Published in final edited form as: Ann Thorac Surg. 2019 Jul 16;108(5):1478–1483. doi: 10.1016/j.athoracsur.2019.05.069

A Prolonged Air Leak Score for Lung Cancer Resection: An Analysis of The Society of Thoracic Surgeons General Thoracic Surgery Database

Christopher W Seder 1, Sanjib Basu 1, Timothy Ramsay 1, Gaetano Rocco 1, Shanda Blackmon 1, Michael J Liptay 1, Sebastien Gilbert 1
PMCID: PMC8693718  NIHMSID: NIHMS1701817  PMID: 31323209

Abstract

Background.

The objective of this study was to create a simple preoperative tool to assess the risk of prolonged air leak (PAL) using The Society of Thoracic Surgeons General Thoracic Surgery Database (STS GTSD).

Methods.

The STS GTSD was queried for patients who underwent elective lung cancer resection between 2009 and 2016. Exclusion criteria included pneumonectomy, sleeve lobectomy, chest wall resection, bilateral procedures, and patients with incomplete data sets. The primary outcome was PAL exceeding 5 days. Multivariable logistic regression was used to identify risk factors for a PAL. Model coefficients were used to generate a PAL score (PALS). The approach was cross-validated in 100 replications of a training set consisting of two-thirds of the cohort that was randomly selected and a validation set of remaining patients.

Results.

A total of 52,198 patients from the STS GTSD met inclusion criteria, with an overall rate of PAL of 10.4% (n = 5453). Final variables incorporated into the PALS included body mass index of 25 kg/m2 or less (7 points), lobectomy or bilobectomy (6 points), forced expiratory volume in 1 second of 70% predicted or less (5 points), male sex (4 points), and right upper lobe procedure (3 points). A cumulative PALS exceeding 17 points stratified patients as high-risk or low-risk for PAL (19.6% vs 9% rate of PAL) with a cross-validated mean negative predictive value of 91%, positive predictive value of 19%, sensitivity of 30%, specificity of 85%, and correctly classifies 79% of patients.

Conclusions.

The PALS is a simple preoperative clinical tool that can reliably risk-stratify patients for PAL who are undergoing lung cancer resection.


Lung cancer remains the most lethal form of cancer in North America.1 Although surgery remains central to the treatment of lung cancer, a prolonged air leak (PAL) occurs in 7% to 18% of patients who undergo pulmonary resection.212 PAL is associated with increased pain from chest tubes, higher rates of pulmonary complications, prolonged hospital length of stay, and increased health care costs.5,1317 Given the substantial health impact of PAL, a simple tool to help identify patients who are at risk before surgery could be clinically valuable. It would provide an opportunity to improve preoperative counseling and to develop more effective mitigation strategies by allowing investigators to focus their time and resources on patients at increased risk.

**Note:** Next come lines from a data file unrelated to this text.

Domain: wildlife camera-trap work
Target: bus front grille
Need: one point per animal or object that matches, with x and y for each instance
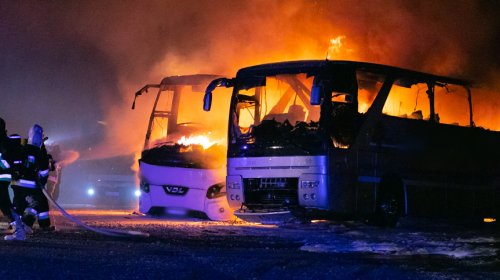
(271, 192)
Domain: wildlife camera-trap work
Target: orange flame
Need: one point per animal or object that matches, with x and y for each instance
(336, 48)
(197, 140)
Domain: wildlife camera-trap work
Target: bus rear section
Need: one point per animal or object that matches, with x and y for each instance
(356, 139)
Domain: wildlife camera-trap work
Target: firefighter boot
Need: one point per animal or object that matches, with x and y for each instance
(19, 233)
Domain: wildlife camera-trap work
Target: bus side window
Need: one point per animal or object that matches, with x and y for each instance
(452, 105)
(408, 102)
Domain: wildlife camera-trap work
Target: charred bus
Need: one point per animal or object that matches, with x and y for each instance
(353, 138)
(181, 168)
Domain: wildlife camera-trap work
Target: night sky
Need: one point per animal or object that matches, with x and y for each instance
(73, 66)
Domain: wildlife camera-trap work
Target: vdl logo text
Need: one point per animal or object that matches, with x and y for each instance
(175, 190)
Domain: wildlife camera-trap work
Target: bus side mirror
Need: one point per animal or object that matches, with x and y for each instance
(316, 95)
(207, 101)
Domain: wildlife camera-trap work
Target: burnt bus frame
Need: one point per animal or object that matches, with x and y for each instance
(409, 170)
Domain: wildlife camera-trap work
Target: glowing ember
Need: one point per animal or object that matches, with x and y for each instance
(197, 140)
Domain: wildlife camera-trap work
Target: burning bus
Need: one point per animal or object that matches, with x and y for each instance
(356, 139)
(181, 168)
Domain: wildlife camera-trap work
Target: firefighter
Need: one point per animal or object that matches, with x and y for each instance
(27, 190)
(5, 173)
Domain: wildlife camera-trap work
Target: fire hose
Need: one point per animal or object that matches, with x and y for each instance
(108, 232)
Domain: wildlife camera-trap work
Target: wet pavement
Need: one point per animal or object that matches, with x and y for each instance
(186, 248)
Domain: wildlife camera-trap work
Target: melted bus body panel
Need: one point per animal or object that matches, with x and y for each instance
(355, 138)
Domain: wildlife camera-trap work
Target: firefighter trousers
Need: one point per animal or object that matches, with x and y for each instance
(5, 203)
(31, 204)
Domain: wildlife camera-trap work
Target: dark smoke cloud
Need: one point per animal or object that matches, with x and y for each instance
(73, 65)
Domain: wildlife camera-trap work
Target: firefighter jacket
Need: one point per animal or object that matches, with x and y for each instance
(16, 155)
(35, 167)
(5, 160)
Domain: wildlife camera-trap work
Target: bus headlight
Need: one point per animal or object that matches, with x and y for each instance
(234, 185)
(309, 184)
(144, 186)
(215, 191)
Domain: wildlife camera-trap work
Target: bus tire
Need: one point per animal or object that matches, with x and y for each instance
(390, 201)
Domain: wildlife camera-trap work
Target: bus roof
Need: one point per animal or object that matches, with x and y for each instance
(315, 66)
(188, 80)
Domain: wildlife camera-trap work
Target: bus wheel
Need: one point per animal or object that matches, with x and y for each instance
(390, 201)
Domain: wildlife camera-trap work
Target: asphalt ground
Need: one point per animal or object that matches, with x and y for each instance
(198, 249)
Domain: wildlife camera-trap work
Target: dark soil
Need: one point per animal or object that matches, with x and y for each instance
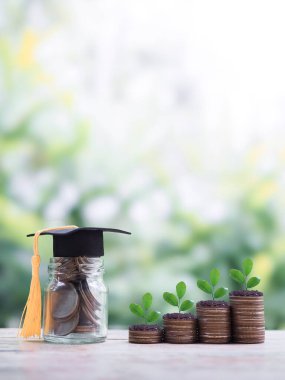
(179, 316)
(144, 328)
(246, 293)
(215, 304)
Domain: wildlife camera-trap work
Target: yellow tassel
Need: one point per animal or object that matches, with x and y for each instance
(30, 324)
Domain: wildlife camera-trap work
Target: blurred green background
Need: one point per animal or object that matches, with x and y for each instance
(150, 118)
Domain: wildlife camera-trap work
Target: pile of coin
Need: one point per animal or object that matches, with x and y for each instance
(70, 305)
(180, 330)
(214, 324)
(248, 319)
(145, 336)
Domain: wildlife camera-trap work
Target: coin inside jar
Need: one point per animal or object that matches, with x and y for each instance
(65, 327)
(65, 301)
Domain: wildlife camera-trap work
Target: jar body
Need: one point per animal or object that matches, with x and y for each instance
(75, 302)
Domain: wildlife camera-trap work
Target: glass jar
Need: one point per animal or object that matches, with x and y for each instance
(75, 302)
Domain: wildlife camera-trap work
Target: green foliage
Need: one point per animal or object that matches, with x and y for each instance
(210, 288)
(242, 276)
(174, 300)
(149, 316)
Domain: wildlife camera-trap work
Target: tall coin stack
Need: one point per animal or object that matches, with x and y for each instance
(248, 318)
(214, 322)
(70, 305)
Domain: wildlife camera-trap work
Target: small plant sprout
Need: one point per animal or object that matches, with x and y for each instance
(242, 276)
(176, 300)
(210, 287)
(143, 311)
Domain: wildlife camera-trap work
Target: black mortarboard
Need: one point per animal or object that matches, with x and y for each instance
(81, 241)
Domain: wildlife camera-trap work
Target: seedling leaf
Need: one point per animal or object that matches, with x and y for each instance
(186, 305)
(247, 265)
(220, 292)
(237, 276)
(205, 286)
(152, 316)
(214, 276)
(137, 310)
(252, 282)
(180, 289)
(147, 300)
(170, 298)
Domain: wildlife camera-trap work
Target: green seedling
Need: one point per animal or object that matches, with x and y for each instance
(242, 276)
(143, 311)
(210, 287)
(174, 300)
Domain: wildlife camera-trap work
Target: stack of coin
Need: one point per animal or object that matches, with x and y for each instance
(248, 318)
(145, 334)
(89, 307)
(179, 329)
(64, 308)
(70, 305)
(214, 321)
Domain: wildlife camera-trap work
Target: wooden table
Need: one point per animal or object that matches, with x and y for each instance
(117, 359)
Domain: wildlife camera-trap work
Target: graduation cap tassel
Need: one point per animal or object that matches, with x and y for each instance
(30, 324)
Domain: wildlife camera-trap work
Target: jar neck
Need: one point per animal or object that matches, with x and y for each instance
(75, 268)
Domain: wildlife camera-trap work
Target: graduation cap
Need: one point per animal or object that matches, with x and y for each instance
(81, 241)
(68, 241)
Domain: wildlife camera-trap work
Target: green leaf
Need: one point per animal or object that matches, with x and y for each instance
(147, 300)
(247, 265)
(180, 289)
(170, 298)
(214, 276)
(237, 276)
(152, 316)
(205, 286)
(220, 292)
(252, 282)
(137, 310)
(186, 305)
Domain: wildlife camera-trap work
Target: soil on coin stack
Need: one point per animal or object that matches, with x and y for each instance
(145, 334)
(214, 322)
(180, 328)
(247, 309)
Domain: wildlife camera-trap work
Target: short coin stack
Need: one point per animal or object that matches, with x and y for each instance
(214, 322)
(180, 328)
(248, 318)
(145, 334)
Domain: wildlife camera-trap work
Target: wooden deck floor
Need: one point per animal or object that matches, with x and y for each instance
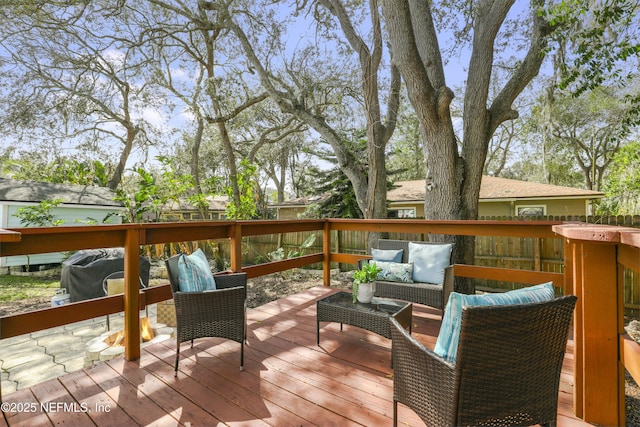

Algorithms to risk-stratify patients undergoing lung resection for PAL have been reported in North American and European populations.3,4,6,7,9,10,12 Unfortunately, the heterogeneous definition of PAL, lack of external validation, and complex scoring systems proposed have limited the clinical application of these reports.

A study in a single-institution cohort showed that a simple scoring system, based exclusively on preoperative data, can reliably classify patients who are at risk for PAL after pulmonary resection.6 Preoperative air leak predictor scores have also been proposed based on review and synthesis of the literature.18 A more recent study proposed the use of a nomogram to quantify PAL risk.7 However, nomograms can be complex to apply in the clinical setting, and as in other reports, generalizability of the results is limited by the absence of external validation.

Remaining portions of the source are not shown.